What is an index, and how does a B-tree index work under the hood?

7 minintermediateindexingb-treeinternals

Quick Answer

An index is a separate, ordered data structure that lets the database find rows without scanning the whole table. A **B-tree** (balanced tree) index stores keys in sorted order across a shallow, wide tree of pages: internal nodes hold routing keys, and leaf nodes hold the indexed value plus a pointer to the actual row (or the row itself, for a clustered index). Lookups, range scans, and sorted retrieval are all O(log n) against the tree's height, which stays small (typically 3-4 levels) even for tables with millions of rows.

Detailed Answer

Without an index, finding a row requires a full table scan — reading every page of the table to check each row against the condition, which is O(n).

What an index actually is

An index is a redundant, auxiliary copy of one or more columns' worth of data, stored in a structure optimized for searching — most commonly a B-tree (or its variant, the B+tree, which most real databases actually use). Maintaining it costs extra storage and slows down writes slightly (every INSERT/UPDATE/DELETE must also update every affected index), in exchange for much faster reads on the indexed column(s).

B-tree structure

                    [ 50 ]
                 /          \
          [ 20, 35 ]      [ 70, 90 ]
          /   |   \        /   |   \
      leaf  leaf  leaf  leaf  leaf  leaf   <- sorted, linked leaf pages
       (actual key values + row pointers)
  • Internal (non-leaf) nodes hold routing keys used purely to decide which child to descend into — they don't necessarily correspond to real rows.
  • Leaf nodes hold the actual indexed key values in sorted order, each paired with a pointer to the row's physical location (a "row ID"/"ctid"/"RID," depending on engine) — or, for a clustered index, the leaf is the row itself.
  • Leaf pages are typically linked together in a doubly-linked list, so once you've found your starting point, a range scan (BETWEEN, >, <, ORDER BY) can walk forward/backward through sorted leaves without re-descending the tree each time.

Why B-trees specifically (not a plain binary tree)

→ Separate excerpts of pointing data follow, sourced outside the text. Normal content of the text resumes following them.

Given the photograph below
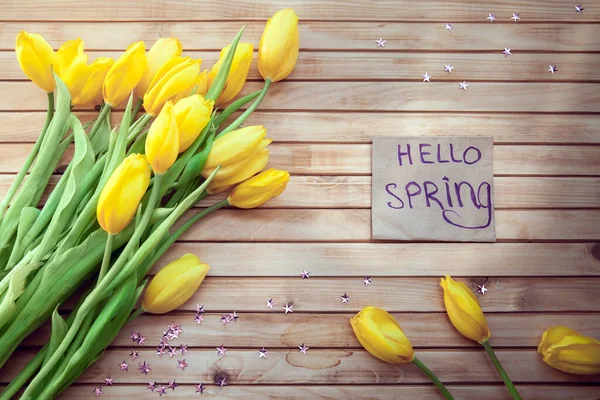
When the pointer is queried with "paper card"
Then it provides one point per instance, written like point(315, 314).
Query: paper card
point(433, 188)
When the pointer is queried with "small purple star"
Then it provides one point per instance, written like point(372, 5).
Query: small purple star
point(303, 348)
point(200, 388)
point(288, 307)
point(221, 351)
point(262, 353)
point(270, 303)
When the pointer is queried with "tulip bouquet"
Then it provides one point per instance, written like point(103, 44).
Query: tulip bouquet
point(111, 215)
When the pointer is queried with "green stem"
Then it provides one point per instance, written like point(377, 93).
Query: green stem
point(249, 110)
point(509, 385)
point(30, 158)
point(419, 364)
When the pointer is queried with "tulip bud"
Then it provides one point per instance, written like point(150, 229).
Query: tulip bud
point(380, 334)
point(238, 72)
point(159, 54)
point(174, 284)
point(175, 77)
point(567, 350)
point(125, 74)
point(162, 142)
point(122, 193)
point(259, 189)
point(279, 46)
point(464, 311)
point(36, 59)
point(192, 114)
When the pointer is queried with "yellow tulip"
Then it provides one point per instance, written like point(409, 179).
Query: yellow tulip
point(279, 46)
point(36, 59)
point(91, 92)
point(259, 189)
point(238, 72)
point(174, 284)
point(162, 142)
point(380, 334)
point(161, 51)
point(121, 196)
point(175, 77)
point(125, 74)
point(567, 350)
point(192, 114)
point(464, 311)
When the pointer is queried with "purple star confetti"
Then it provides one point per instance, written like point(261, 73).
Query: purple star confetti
point(221, 351)
point(262, 353)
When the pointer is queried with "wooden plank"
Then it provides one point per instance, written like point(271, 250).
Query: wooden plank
point(338, 127)
point(355, 159)
point(375, 96)
point(366, 392)
point(419, 36)
point(320, 367)
point(333, 330)
point(399, 10)
point(401, 66)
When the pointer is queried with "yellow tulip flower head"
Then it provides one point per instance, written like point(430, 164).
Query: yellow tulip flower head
point(192, 114)
point(464, 311)
point(380, 334)
point(174, 284)
point(567, 350)
point(175, 77)
point(121, 196)
point(259, 189)
point(90, 94)
point(36, 59)
point(279, 46)
point(159, 54)
point(162, 142)
point(238, 72)
point(125, 74)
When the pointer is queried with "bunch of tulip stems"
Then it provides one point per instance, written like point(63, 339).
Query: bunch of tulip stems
point(47, 254)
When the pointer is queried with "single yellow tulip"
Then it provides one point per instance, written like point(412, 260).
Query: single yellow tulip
point(174, 284)
point(192, 114)
point(279, 46)
point(259, 189)
point(162, 142)
point(380, 334)
point(91, 93)
point(567, 350)
point(125, 74)
point(464, 311)
point(161, 51)
point(175, 77)
point(238, 72)
point(121, 196)
point(36, 59)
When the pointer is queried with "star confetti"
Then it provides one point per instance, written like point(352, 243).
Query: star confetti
point(303, 348)
point(221, 351)
point(270, 303)
point(262, 353)
point(288, 307)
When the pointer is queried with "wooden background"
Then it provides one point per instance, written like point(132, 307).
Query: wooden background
point(544, 270)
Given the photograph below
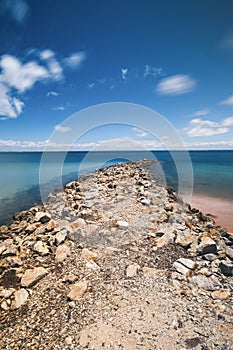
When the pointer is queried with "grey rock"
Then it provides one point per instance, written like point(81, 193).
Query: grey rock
point(21, 296)
point(32, 276)
point(62, 252)
point(226, 268)
point(42, 217)
point(229, 252)
point(203, 282)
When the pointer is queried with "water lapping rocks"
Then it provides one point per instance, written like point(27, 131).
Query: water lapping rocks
point(116, 261)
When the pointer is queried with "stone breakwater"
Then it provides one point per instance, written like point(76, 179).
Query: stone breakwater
point(116, 261)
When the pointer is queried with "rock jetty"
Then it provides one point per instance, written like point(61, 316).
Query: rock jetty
point(116, 261)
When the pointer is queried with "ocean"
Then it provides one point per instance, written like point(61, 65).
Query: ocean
point(24, 174)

A B-tree is wide and shallow rather than narrow and deep — each node holds many keys (often hundreds, sized to match a disk page), so even a huge table needs only 3-4 levels of tree traversal to reach any leaf. This matters because each level touched is potentially a disk I/O (or at least a cache-line/page fetch); minimizing tree height directly minimizes I/O for a lookup. A plain binary tree, by contrast, would need log₂(n) levels — vastly more for large n — because each node holds only one key.

What a B-tree index is good at, and not good at

  • Excellent for: equality lookups (WHERE id = 5), range queries (WHERE price BETWEEN 10 AND 50), sorted retrieval (ORDER BY indexed_col), and prefix matching (WHERE name LIKE 'Smith%').
  • Not useful for: conditions that don't preserve the sorted-order relationship, like WHERE name LIKE '%Smith' (leading wildcard) or applying a function to the indexed column (WHERE UPPER(email) = ...) unless a matching functional/expression index exists — see the sargability question.

Alternatives worth knowing exist

Hash indexes (equality-only, no range support, no sort order — see the hash-vs-B-tree question), GiST/GIN indexes (full-text search, geometric data, JSONB containment in PostgreSQL), and bitmap indexes (low-cardinality columns in analytical/OLAP systems) all trade the B-tree's general-purpose versatility for better performance on a narrower class of queries.